Chaque municipalité peut faire l’inventaire de son territoire avec ses citoyens, selon une grille à co-élaborer, afin de cartographier la Suisse, d’échanger et de s’entraider. Il s’agit de rendre les territoires efficients dans chaque région, en s’inspirant des meilleures solutions des uns et des autres.

La nourriture est le premier des besoins, or les systèmes alimentaires sont devenus majoritairement vulnérables et contre-productifs. L’agriculture est l’une des fonctions essentielles à la sécurité et au bien-être des communautés humaines, le moment est venu de lui redonner ses bases et son sens: c’est une question de sécurité nationale.

> Signataires:

Fernand Cuche, paysan, écologiste, politicien; Sara Gnoni, activiste, conseillère communale, présidente de ToxicFree Suisse; David Bichsel, agronome et ingénieur en environnement, président de l’association Cotyledon; Matthieu Glauser, paysan bio et président de Bio Vaud; Jean Ziegler, sociologue, politique, auteur; Matthieu Calame, membre de la Fondation pour le progrès de l’Homme; Michelle Zufferey, secrétaire permanente à Uniterre; Charles Bernard Bolay, paysan et président d’Uniterre; Gaëlle Bigler, présidente de la Fédération romande d’agriculture contractuelle de proximité; Dominique Bourg : philosophe, professeur honoraire, Université de Lausanne; Sophie Swaton, présidente de la Fondation Zoein, économiste et philosophe, Université de Lausanne; Luigi d’Andrea, docteur en biologie, permaculteur et arboriculteur; Nathalie Chèvre, maître d’enseignement et de recherche, écotoxicologue, Université de Lausanne; Pablo Buono, médecin, Véronique Ançay, vigneronne en bio et en pratiques biodynamiques; Simon Noble, membre de l’association du Petit Bochet, permaculteur, décroissant et enseignant; Sylvie Bonvin-Sansonnens, maître-agricultrice, coprésidente de Bio Fribourg; Christophe Golay : membre de l’académie de droit international humanitaire et de droits humains à Genève; Sylvain Keller, président de l’association ESCJV, Ecoculture sociale et citoyenne en jardins vergers; Aurèle Morf, vigneron bio local; Benoit Molineaux coopérative équilibre et SPP Meyrin.

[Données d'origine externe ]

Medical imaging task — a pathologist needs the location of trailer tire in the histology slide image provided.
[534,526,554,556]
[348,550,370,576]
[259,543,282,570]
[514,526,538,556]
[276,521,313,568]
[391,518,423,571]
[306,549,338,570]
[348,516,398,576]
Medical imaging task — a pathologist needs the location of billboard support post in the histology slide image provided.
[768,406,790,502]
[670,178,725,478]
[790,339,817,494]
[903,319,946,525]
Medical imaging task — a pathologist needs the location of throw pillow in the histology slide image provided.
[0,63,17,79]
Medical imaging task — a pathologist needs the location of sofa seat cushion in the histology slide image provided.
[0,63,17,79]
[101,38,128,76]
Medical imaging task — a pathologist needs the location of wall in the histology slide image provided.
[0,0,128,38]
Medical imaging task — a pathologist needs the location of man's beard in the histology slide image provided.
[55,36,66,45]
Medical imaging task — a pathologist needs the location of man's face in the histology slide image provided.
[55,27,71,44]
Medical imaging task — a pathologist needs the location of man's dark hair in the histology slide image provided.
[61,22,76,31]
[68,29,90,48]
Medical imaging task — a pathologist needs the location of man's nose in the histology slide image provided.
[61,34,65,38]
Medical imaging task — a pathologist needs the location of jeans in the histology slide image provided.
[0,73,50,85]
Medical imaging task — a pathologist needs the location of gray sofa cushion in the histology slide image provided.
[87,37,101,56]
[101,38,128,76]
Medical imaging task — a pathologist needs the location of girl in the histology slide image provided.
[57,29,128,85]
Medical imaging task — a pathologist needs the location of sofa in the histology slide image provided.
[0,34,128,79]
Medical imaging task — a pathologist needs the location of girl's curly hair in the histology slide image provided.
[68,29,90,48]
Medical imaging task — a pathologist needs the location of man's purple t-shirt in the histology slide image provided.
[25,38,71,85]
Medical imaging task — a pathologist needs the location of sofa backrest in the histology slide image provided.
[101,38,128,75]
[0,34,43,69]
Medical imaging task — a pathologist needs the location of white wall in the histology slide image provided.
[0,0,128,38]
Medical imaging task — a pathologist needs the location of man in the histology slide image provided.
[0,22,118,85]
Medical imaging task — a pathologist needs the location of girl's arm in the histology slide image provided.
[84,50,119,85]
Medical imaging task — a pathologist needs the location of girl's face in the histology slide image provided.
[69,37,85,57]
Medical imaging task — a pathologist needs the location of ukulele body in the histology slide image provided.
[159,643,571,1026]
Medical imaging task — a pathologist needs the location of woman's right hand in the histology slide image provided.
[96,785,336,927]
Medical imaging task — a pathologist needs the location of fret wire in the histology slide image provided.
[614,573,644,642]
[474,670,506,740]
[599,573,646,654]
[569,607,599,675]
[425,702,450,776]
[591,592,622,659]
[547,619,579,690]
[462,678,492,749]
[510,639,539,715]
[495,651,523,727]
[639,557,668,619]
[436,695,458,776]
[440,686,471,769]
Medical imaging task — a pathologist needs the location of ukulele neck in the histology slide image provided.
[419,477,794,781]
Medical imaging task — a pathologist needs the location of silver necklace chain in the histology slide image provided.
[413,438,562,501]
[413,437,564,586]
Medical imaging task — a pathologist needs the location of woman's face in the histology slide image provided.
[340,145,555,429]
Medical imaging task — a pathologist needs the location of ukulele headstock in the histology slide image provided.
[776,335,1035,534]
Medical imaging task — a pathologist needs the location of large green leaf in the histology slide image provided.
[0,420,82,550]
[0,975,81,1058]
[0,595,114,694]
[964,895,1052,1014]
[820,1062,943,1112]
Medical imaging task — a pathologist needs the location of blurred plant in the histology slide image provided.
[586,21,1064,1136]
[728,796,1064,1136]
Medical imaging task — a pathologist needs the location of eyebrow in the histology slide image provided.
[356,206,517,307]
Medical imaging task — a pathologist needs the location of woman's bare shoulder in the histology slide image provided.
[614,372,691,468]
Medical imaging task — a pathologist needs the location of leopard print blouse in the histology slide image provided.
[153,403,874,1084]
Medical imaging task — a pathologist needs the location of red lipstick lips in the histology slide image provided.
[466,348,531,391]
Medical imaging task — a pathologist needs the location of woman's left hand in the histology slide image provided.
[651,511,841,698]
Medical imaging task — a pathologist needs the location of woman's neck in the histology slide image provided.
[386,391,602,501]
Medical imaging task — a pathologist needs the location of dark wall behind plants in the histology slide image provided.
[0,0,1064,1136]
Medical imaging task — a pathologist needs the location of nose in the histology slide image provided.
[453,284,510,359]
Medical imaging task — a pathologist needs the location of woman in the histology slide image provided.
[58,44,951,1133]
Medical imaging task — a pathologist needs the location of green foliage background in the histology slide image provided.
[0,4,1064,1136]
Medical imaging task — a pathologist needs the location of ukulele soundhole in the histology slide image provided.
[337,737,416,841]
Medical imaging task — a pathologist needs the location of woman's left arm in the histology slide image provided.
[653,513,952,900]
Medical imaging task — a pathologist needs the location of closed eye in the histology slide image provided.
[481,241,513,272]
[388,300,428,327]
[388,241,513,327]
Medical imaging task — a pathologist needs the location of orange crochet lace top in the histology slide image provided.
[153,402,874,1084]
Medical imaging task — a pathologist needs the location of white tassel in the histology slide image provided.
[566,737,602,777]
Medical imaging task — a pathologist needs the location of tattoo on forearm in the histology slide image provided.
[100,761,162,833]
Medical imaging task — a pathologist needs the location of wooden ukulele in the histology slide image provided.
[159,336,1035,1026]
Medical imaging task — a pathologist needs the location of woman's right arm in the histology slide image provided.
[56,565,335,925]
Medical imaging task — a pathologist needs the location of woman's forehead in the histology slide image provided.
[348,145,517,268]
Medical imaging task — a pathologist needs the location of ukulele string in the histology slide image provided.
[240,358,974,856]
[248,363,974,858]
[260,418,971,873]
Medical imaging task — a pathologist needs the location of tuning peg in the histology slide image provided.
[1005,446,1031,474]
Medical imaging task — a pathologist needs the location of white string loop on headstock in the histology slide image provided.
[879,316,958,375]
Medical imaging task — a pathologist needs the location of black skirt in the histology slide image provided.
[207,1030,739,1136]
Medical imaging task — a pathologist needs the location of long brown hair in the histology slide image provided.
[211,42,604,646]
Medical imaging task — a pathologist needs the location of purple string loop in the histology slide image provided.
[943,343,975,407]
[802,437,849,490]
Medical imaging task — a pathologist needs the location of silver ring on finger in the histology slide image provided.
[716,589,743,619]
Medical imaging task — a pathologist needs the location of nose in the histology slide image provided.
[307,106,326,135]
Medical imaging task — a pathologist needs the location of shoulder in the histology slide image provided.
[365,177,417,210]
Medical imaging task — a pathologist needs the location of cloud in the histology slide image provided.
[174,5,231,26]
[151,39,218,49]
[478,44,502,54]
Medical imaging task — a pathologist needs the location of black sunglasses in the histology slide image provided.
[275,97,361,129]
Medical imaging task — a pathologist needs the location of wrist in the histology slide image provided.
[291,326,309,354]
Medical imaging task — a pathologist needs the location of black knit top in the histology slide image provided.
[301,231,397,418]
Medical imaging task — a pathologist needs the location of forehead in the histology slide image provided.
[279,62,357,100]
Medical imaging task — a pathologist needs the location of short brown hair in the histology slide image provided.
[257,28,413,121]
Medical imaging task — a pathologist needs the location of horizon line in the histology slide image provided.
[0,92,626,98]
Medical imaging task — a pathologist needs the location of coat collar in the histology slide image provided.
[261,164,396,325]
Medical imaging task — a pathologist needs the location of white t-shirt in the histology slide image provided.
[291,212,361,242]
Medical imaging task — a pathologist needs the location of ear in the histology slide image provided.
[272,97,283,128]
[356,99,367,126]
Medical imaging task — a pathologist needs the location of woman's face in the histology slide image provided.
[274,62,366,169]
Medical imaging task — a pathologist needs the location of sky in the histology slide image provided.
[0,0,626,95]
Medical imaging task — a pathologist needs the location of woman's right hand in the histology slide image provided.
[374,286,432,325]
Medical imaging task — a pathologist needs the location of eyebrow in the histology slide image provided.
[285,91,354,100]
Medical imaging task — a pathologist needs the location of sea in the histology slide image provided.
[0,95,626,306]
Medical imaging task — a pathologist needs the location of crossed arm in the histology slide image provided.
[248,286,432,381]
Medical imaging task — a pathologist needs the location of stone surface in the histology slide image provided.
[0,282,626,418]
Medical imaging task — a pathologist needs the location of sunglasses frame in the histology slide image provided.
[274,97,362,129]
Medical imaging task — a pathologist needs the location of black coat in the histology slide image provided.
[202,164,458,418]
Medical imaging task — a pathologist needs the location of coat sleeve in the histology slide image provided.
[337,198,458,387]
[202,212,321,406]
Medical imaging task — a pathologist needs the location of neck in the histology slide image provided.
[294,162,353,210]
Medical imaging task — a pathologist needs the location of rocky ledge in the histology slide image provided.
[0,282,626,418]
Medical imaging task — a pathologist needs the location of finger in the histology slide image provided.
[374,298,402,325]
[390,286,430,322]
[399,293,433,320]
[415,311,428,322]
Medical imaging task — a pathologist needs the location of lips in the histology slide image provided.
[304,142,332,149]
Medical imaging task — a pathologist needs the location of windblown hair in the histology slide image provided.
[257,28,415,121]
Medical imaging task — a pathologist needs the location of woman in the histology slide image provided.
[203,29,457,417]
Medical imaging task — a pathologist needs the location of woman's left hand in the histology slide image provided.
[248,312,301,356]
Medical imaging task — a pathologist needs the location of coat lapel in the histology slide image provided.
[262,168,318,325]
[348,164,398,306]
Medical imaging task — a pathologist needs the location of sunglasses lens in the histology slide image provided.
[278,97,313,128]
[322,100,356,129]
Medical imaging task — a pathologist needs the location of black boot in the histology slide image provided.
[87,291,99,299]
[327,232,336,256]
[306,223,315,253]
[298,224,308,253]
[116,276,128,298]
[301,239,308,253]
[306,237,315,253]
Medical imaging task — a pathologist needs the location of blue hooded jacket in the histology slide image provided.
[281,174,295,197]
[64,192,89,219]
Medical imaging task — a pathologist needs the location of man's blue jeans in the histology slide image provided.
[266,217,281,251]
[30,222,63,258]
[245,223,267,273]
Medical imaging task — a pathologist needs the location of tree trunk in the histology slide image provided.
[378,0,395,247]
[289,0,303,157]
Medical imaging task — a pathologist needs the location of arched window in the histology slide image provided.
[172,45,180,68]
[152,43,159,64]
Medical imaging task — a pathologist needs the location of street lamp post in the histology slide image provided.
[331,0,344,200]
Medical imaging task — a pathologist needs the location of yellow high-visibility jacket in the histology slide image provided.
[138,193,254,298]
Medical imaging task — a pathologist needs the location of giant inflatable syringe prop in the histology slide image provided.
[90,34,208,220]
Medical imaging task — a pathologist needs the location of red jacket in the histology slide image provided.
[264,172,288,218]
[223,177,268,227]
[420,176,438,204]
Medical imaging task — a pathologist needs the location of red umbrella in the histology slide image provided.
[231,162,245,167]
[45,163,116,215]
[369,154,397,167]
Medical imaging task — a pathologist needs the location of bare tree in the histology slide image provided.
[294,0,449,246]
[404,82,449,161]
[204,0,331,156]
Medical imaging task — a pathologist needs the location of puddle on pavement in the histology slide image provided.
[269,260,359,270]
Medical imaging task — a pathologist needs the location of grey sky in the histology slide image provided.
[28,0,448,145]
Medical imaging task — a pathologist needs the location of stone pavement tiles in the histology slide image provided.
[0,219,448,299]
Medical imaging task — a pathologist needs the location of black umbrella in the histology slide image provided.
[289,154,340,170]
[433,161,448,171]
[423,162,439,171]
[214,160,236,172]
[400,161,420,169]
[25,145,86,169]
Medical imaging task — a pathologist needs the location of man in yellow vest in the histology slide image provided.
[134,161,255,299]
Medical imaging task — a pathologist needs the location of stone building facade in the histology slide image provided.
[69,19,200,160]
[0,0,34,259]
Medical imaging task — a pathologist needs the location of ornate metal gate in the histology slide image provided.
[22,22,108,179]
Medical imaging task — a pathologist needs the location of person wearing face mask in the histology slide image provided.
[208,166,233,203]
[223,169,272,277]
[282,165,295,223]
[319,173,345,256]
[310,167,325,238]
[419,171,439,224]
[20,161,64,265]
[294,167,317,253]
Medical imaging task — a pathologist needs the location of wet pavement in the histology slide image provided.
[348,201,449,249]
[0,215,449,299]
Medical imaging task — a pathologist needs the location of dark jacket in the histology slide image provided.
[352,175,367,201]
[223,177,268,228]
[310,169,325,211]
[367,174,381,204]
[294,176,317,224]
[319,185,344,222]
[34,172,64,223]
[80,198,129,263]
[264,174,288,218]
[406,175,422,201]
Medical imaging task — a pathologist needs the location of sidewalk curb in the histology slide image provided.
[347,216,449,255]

La souveraineté alimentaire est définie comme un droit international qui laisse la possibilité aux populations, aux Etats ou aux groupes d’Etats de mettre en place les politiques agricoles les mieux adaptées à leurs populations sans qu’elles puissent avoir un effet négatif sur les populations d’autres pays. La sécurité alimentaire est celle qui permet à tous les êtres humains, la possibilité physique, sociale et économique de se procurer une nourriture suffisante, saine et nutritive leur permettant de satisfaire leurs besoins et préférences alimentaires pour mener une vie saine et active.